Мазепа не ждал гостьи. Когда она вошла и, потупясь, остановилась у порога, брови гетмана приподнялись, резче обозначились бугры на висках, седые подстриженные усы недовольно зашевелились. Но он сразу же овладел собой и, изобразив на скуластом лице приятнейшую улыбку (не зря же жил он когда-то при дворе польского короля!), распростёр для объятий могучие руки:
– Звёздочка! Панночка моя золотесенькая!
Они поцеловались и; словно не зная, что делать дальше, растерянно оглядели друг друга.

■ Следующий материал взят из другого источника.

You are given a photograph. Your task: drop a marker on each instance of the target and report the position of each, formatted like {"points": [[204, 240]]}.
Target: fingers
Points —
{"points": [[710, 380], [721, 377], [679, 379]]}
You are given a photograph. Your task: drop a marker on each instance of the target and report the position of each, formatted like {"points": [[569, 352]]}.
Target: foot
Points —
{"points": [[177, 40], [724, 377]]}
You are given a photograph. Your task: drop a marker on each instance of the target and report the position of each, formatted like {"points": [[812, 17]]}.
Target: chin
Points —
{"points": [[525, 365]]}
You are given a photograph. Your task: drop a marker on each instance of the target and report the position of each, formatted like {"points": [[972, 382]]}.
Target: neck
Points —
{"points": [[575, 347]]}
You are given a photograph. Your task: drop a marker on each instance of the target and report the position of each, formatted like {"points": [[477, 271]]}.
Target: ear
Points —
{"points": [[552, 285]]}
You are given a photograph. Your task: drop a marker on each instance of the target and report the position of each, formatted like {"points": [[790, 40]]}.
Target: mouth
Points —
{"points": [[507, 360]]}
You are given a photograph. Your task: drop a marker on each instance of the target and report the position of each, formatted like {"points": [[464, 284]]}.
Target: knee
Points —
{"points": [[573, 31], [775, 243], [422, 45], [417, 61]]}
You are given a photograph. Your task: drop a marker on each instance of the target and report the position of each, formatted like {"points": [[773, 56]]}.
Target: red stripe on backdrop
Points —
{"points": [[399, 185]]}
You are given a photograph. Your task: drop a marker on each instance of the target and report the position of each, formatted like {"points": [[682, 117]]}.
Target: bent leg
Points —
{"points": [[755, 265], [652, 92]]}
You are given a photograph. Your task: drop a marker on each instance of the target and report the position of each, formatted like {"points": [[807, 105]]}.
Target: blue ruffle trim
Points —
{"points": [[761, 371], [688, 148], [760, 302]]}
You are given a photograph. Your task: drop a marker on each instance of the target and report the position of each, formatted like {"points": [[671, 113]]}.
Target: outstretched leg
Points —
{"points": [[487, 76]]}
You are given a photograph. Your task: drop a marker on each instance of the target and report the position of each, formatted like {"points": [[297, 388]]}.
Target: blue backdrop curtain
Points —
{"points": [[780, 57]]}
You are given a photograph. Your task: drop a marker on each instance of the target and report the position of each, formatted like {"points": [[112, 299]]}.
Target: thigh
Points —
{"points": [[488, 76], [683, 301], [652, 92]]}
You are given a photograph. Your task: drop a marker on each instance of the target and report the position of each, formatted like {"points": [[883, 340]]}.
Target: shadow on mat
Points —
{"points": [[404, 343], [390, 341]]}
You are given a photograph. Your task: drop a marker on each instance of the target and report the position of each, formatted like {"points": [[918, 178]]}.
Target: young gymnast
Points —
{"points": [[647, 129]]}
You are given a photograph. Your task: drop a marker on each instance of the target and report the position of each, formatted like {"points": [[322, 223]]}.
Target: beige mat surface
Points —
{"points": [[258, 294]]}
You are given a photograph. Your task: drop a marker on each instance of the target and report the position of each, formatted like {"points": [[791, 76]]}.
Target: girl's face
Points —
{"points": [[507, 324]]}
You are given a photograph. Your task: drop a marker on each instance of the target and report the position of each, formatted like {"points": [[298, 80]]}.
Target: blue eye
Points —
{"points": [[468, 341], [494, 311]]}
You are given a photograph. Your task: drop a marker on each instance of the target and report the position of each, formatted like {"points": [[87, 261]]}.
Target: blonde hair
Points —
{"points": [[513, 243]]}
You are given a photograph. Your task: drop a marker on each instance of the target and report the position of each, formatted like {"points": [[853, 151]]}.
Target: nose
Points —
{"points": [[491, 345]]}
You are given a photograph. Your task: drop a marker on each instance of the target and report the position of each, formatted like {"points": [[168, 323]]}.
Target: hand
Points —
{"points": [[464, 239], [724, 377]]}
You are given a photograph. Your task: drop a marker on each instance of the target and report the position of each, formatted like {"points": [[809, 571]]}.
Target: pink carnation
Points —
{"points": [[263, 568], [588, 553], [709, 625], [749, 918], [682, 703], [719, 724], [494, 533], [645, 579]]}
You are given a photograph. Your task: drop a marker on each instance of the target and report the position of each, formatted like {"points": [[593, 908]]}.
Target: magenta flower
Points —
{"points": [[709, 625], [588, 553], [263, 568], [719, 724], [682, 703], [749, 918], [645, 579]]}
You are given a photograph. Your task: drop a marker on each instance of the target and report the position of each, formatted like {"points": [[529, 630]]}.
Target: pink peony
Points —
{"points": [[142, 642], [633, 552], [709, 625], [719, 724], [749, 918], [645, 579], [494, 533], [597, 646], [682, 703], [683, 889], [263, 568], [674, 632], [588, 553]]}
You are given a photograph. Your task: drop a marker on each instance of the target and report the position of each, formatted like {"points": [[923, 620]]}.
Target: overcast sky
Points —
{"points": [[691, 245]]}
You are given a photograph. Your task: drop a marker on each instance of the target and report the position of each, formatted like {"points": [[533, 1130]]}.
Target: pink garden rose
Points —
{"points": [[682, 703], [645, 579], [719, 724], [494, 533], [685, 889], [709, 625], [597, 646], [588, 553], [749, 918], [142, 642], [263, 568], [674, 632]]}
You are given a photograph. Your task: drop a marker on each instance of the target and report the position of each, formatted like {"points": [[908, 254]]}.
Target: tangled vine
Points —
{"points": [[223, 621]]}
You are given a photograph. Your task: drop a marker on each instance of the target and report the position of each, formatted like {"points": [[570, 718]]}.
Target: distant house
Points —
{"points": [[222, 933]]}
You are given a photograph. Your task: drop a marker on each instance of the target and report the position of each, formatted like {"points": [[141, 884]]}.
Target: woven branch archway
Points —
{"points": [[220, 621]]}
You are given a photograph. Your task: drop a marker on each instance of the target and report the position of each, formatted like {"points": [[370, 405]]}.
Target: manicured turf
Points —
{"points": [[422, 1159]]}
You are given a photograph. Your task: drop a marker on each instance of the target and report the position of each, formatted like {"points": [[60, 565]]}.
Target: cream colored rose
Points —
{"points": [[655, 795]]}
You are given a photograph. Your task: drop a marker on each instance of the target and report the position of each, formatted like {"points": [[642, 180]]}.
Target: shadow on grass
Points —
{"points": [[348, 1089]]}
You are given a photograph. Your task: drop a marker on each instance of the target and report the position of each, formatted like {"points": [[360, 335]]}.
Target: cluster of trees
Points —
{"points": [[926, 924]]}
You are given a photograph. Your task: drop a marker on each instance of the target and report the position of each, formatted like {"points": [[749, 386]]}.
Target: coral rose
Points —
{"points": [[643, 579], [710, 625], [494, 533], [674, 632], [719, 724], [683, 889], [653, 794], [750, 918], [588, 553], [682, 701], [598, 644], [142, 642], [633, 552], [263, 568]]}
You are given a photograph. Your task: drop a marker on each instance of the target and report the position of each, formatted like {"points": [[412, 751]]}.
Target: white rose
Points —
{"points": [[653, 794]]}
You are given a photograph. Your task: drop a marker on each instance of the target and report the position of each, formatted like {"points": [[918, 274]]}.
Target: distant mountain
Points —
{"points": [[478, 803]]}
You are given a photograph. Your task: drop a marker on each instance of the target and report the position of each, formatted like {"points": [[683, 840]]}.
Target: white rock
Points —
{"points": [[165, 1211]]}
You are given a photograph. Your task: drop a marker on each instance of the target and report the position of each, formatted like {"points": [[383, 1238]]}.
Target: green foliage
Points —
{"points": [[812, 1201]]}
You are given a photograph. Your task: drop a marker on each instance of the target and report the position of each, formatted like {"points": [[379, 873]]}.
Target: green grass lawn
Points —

– Вы сердитесь, Иван Степанович?
– На кого? Что ты, звёздочка!.. – удивился гетман. – А… впрочем, сержусь. Думаешь, мне и байдуже, что ты вдруг крылышками затрепыхала и улетела от дида старенького?
Нарочитая развязность Мазепы подсказала девушке, что её возвращению не очень-то обрадовались.
– Я мимоездом, – сдерживая обиду, сказала она. – По делу… Если можете меня выслушать, я сейчас начну.
– К чему сердце портить, панночка? Не надо волноваться. Нехорошо.
Он прижал её к себе и, не выпуская из объятий, увёл в парадные покои.